Lost Cabinet Games has officially cracked open the case files for Obsidian Moon, releasing the game’s first public playable demo as part of Steam Detective Fest. Starting January 12, players can step into a grim, noir-soaked city and investigate their very first murder—on their own terms, and at their own risk.
Set in a shadow-drenched metropolis straight out of a 1930s crime novel, Obsidian Moon is a text-based detective simulator driven by psychology, choice, and consequence. You play as Carter, a once-respected homicide detective unraveling under the weight of grief, alcohol, and past failures. The murders may be solvable—but surviving the investigation with your sanity intact is another matter entirely.
“The call came in last night about a corpse found at the Obsidian docks.

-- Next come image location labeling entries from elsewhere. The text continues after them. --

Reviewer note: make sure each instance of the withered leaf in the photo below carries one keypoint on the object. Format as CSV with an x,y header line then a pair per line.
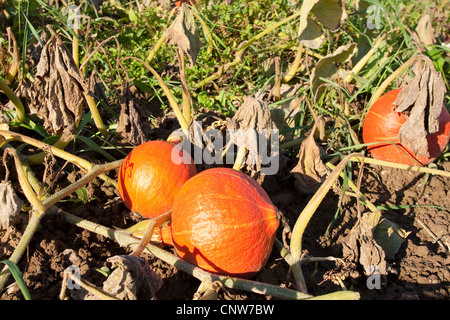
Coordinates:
x,y
371,241
57,93
132,279
310,170
10,204
421,100
424,32
359,247
183,32
130,124
250,123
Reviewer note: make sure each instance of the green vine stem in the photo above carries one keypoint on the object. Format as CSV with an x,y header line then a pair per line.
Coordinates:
x,y
173,103
155,49
295,65
305,217
391,78
401,166
240,51
20,110
361,63
125,240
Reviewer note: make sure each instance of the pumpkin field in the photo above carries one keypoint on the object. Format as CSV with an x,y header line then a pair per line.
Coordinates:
x,y
224,150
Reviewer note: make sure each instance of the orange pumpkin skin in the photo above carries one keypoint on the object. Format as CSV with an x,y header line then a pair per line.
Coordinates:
x,y
383,124
224,222
149,178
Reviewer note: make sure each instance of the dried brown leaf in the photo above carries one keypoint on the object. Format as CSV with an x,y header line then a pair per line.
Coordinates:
x,y
421,100
130,124
424,33
183,32
359,246
371,241
132,279
57,93
252,119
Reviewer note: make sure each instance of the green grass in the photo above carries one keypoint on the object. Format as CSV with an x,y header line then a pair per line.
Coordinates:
x,y
231,25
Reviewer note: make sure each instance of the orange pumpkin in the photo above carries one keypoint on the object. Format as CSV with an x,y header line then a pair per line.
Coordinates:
x,y
224,222
151,175
383,123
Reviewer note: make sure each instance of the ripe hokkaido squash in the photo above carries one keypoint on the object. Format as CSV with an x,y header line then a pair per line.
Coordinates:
x,y
383,123
151,175
224,222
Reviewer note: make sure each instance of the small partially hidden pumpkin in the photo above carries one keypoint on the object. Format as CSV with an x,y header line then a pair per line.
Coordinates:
x,y
151,175
224,222
382,125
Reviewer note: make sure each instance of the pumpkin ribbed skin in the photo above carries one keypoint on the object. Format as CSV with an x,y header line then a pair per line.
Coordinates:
x,y
224,222
383,124
149,178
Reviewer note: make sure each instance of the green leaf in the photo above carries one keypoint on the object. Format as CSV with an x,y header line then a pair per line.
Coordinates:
x,y
14,269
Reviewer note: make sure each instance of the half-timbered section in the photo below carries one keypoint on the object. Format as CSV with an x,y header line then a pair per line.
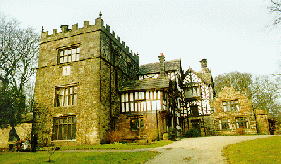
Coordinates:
x,y
197,89
150,106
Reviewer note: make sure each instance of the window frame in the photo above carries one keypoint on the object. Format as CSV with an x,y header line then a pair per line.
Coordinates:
x,y
64,124
65,96
67,55
136,123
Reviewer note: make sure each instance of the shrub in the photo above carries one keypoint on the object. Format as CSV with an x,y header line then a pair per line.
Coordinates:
x,y
240,131
193,133
114,136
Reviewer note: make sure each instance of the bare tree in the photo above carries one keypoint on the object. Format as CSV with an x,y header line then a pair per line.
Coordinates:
x,y
275,9
266,94
18,59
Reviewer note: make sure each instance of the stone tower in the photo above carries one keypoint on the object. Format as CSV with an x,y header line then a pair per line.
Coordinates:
x,y
77,80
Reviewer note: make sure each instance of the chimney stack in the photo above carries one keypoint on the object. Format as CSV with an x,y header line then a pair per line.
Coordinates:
x,y
162,65
203,63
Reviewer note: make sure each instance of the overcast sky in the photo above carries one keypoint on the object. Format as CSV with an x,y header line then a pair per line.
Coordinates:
x,y
231,34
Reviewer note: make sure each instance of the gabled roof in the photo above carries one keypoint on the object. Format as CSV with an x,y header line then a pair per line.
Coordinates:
x,y
205,77
155,67
145,84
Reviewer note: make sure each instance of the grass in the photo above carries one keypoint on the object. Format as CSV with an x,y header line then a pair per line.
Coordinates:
x,y
263,150
75,157
119,146
86,157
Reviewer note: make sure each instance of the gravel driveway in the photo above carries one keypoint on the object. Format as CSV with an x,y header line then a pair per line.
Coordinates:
x,y
198,150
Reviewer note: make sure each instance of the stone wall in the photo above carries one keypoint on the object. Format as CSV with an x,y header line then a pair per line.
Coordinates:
x,y
245,111
148,132
97,75
23,131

By the time I rolled in, head still spinning from the bottle of Jack the previous night, our boys in blue had already cordoned off the scene and rounded up three suspects…”
That’s the tone players can expect—slow-burning dread, moral rot, and the creeping feeling that every decision leaves a stain.
A Real Case, Not a Slice
The demo doesn’t offer a watered-down preview or scripted tutorial alone. Players are dropped into a fully playable murder investigation, complete with branching leads, unreliable witnesses, and multiple ways to reach (or miss) the truth.
You can interrogate suspects, comb through records, lean on forensic work—or take darker, more questionable shortcuts. Every approach changes how the case unfolds, with over 30 different investigative paths depending on your choices.
According to Lost Cabinet Games’ Game Director Yannis Antonakakis, Steam Detective Fest was the perfect time to let players dig in.
“The demo isn’t a vertical slice, it’s a real case. We want players to experiment, make mistakes, and feel what it’s like to live inside an investigation—even if it costs them.”
What’s Included in the Demo
- An introductory tutorial case plus the game’s first original murder case
- 30+ investigative solutions shaped by player decisions
- 20 to 45+ minutes of gameplay depending on approach
- Nearly the full gameplay feature set, including the atmospheric Noir Mode
- A disturbing first glimpse into the city’s past—and Carter’s own unraveling
When and Where to Play
The Obsidian Moon demo goes live on PC via Steam on January 12, as part of Steam Detective Fest. The full game is slated to launch on Steam sometime in 2026, and players can wishlist it now.
If you’ve ever wanted a detective game that doesn’t just ask who did it, but what it costs to find out, Obsidian Moon might be worth opening the file on.